Another Lengthy Outage for Media Temple
May 5th, 2009 By: Rich Miller
Some grid hosting customers of Media Temple have been offline for more than a day due to a recurrence of problems with its storage systems that caused a 38-hour outage earlier this year. Sites hosted on Cluster.02 of Media Temple’s Grid-Service platform went down Monday afternoon at about 4:15 p.m, which the Los Angeles hosting company attributed to file corruption issues in a storage system.
The problems are only affecting customers of its grid hosting service, and not those using MT for shared hosting. On Tuesday afternoon, Media Temple said 1,800 customers remained offline, and the company apparently is having differences with storage vendor about the best restoration options and the prospect of additional downtime.

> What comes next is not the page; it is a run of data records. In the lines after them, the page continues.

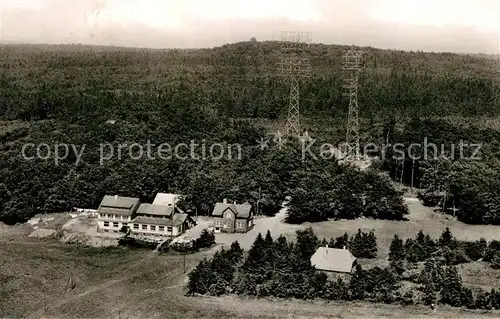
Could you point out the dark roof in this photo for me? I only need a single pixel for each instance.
(166, 199)
(239, 210)
(177, 220)
(157, 210)
(118, 205)
(333, 259)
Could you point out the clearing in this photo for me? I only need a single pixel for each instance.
(123, 283)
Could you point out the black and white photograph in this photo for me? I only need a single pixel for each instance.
(249, 159)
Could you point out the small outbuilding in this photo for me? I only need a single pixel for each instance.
(334, 260)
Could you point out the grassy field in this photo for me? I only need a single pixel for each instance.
(121, 283)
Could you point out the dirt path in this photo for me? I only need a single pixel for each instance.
(319, 309)
(93, 289)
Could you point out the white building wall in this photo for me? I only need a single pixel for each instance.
(156, 234)
(111, 219)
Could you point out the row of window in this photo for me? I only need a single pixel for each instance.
(153, 227)
(113, 216)
(115, 224)
(150, 235)
(143, 227)
(239, 223)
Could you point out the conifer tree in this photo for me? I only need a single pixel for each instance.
(256, 257)
(357, 283)
(467, 299)
(429, 291)
(201, 278)
(371, 245)
(452, 287)
(235, 253)
(494, 299)
(447, 239)
(483, 300)
(396, 251)
(306, 243)
(356, 244)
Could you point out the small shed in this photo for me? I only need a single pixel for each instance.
(333, 260)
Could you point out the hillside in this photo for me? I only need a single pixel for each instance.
(239, 80)
(227, 95)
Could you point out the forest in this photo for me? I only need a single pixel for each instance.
(230, 94)
(282, 269)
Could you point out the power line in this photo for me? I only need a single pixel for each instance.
(294, 67)
(351, 67)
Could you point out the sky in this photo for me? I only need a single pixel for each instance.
(428, 25)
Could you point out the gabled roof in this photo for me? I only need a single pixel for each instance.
(157, 210)
(239, 210)
(166, 199)
(333, 259)
(118, 205)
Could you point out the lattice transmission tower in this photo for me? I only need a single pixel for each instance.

Media Temple said the problems were similar to those that crashed Cluster.02 for nearly two days in early March. At the time, Media Temple blamed the problems on its legacy “first generation” storage system from Bluearc and announced plans to transition its grid hosting service to a new “second generation” system. Two months later, the migration is still not complete.
“This System Incident is taking place on a cluster using our 1st-generation storage architecture,” Media Temple said on its status page. “While we have made significant progress transitioning this cluster to gen 2 storage … there are still components that rely heavily on the gen 1 technology.”
Media Temple initially promised a new internally-developed storage system for Grid-Service following an outage in December 2007.
Media Temple said that some customer sites were returned to service early Tuesday morning, but others remained offline pending a lengthy file check of a storage subsystem. As of 11 a.m. Pacific time Wednesday, Media Temple said the process was nearly complete, but still had no firm ETA for when service would be restored.
UPDATE: As of 4 p.m. Pacific on Tuesday, Media Temple says 1,800 sites remain offline. “Our storage vendor has recommended a full file system check on Segment.01, amounting to an additional estimated 48 hours of downtime for those 1800 users,” MT writes in its latest update. “This is not acceptable to us. Our engineers are already in the process of restoring all Segment.01 sites from our backup servers. … he vendor-recommended repair action will be completed in tandem to prevent data loss. When it is complete we will then merge the repaired data to bring all data current.”
AlexPosted May 6th, 2009
The funny thing is their billing system still seems to work.
a company with good marketing, wish they’d invest the same amount of efforts in product development
JohnPosted May 6th, 2009
An outage a quarter can’t be good for business. One would venture to guess that any savings they may have received from going this route has long been burned in lost customers and bad press.
How about taking all that development $$ and investing in a Brocade / EMC solution.
MarkPosted May 7th, 2009
I have a grid server account with MT on this cluster and my sites have been down since the initial crash a few days ago. They finally got my sites back online today (May 7, 2009), but all the files are rolled back from 2+ months ago… .. .
My site just went down tonight (Saturday night), and it’s been out for several hours now. Anyone know what’s going on?